(Room: South America
, World Forum
, The Hague)
- 9:00-9:15 Welcome (chair: Jose)
- 9:15-10:15 Invited speaker 1: Katja Hofmann
- 10:15-10:30 ***Morning break***
- 10:30-12:30 Morning paper session (chair: Claes)
- 12:30-14:00 ***Lunch***
- 14:00-15:00 Invited speaker 2: Julian Togelius (chair: Claes)
- 15:00-16:00 Afternoon paper session (chair: Jordi/Ricardo)
- 16:00-16:15 ***Afternoon break***
- 16:15-17:00 Panel: "How to Benchmark Gradual and Guided Learning: Designing the Right Learning Tasks to Teach the Right Skills"
- 17:00-17:30 Demo: Martin Poliak: "GoodAI's School for AI and AI Roadmap Institute"
- 17:30-18:00 Open discussion: research challenges, continuation, future initiatives, journal issue(s)
- "Project Malmo: enabling AI experimentation in Minecraft"
Katja Hofmann, Microsoft Research, Cambridge, UK.
Abstract: As research and technological development in artificial intelligence progress, questions around AI evaluation become more pressing. How can we evaluate and compare a wide range of competing or complementary AI techniques? How can we ensure that experiments can be replicated - ensuring the long-term success of our research field? And how can we make sure that what we measure in some way reflects "intelligence"?
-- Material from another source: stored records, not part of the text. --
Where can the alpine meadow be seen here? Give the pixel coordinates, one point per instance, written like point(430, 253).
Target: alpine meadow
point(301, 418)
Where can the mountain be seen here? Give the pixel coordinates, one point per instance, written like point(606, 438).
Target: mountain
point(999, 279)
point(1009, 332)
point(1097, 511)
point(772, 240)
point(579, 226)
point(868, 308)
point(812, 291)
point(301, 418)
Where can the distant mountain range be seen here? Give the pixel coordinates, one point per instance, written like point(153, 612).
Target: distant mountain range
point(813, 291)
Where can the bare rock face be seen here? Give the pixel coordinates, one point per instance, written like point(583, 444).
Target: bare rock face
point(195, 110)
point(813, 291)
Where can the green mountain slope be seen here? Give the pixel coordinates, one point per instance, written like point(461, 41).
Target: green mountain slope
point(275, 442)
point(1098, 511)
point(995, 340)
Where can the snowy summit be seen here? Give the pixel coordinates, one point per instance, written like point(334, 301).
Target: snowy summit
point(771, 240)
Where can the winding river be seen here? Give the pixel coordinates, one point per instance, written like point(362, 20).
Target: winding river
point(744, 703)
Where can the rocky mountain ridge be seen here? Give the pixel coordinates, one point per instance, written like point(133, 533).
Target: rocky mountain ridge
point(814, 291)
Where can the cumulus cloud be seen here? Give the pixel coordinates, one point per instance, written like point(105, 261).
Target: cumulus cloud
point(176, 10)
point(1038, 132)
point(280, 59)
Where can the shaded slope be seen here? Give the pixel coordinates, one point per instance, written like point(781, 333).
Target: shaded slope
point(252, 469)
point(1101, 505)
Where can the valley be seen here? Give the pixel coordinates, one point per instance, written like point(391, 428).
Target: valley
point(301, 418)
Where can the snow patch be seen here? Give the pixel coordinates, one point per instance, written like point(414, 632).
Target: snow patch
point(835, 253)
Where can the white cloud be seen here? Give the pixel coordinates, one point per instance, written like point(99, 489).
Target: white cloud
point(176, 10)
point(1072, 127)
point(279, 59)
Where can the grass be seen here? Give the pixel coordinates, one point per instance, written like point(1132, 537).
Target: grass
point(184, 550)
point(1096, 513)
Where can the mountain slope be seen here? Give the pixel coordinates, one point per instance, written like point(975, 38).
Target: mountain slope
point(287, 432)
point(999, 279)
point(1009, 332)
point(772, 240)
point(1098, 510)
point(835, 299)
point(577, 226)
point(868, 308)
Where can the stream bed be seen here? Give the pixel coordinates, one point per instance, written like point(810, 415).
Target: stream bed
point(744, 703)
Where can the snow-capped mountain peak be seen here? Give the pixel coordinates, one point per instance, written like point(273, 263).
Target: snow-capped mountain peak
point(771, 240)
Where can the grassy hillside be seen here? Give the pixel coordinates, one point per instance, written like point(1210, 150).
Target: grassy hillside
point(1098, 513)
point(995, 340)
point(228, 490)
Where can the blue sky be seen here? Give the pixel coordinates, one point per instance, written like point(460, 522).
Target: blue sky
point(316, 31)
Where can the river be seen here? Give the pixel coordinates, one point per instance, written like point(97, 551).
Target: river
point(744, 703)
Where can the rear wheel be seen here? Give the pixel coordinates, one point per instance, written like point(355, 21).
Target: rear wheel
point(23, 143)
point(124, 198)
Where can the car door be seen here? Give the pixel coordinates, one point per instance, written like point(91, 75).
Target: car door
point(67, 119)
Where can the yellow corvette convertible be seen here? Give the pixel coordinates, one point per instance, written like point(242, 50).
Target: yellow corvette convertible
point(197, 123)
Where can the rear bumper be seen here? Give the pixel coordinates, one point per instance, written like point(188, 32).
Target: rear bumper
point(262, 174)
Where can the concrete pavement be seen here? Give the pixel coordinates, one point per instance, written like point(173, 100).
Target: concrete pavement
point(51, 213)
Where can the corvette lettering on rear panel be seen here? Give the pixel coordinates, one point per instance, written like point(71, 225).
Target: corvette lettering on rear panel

In this talk I present Project Malmo, which enables AI experimentation on top of the computer game Minecraft. I outline the capabilities of this platform, and how it can facilitate new approaches to AI evaluation.
- Games as test-beds for AI methods and the GVG competition
Julian Togelius, New York University, NY, USA.
Abstract: Artificial General Intelligence is not about performing a single task well, but performing a very large amount of tasks well - in particular tasks the agent has never seen before. Games are extremely well-suited to benchmark AI, because of their speed and accessibility and because they are in effect designed to test human cognitive capacities. This applies to video games as well as board games, with the difference that video games require more diverse skills to play well. I will compare three different general game playing frameworks: the General Game Playing Competition, the Arcade Learning Environment, and the General Video Game AI Competition (GVGAI). I will go into some depth about GVGAI and explain why I think it is the best existing benchmark for Artificial General Intelligence, how we plan to make it better and how you can use it in your research.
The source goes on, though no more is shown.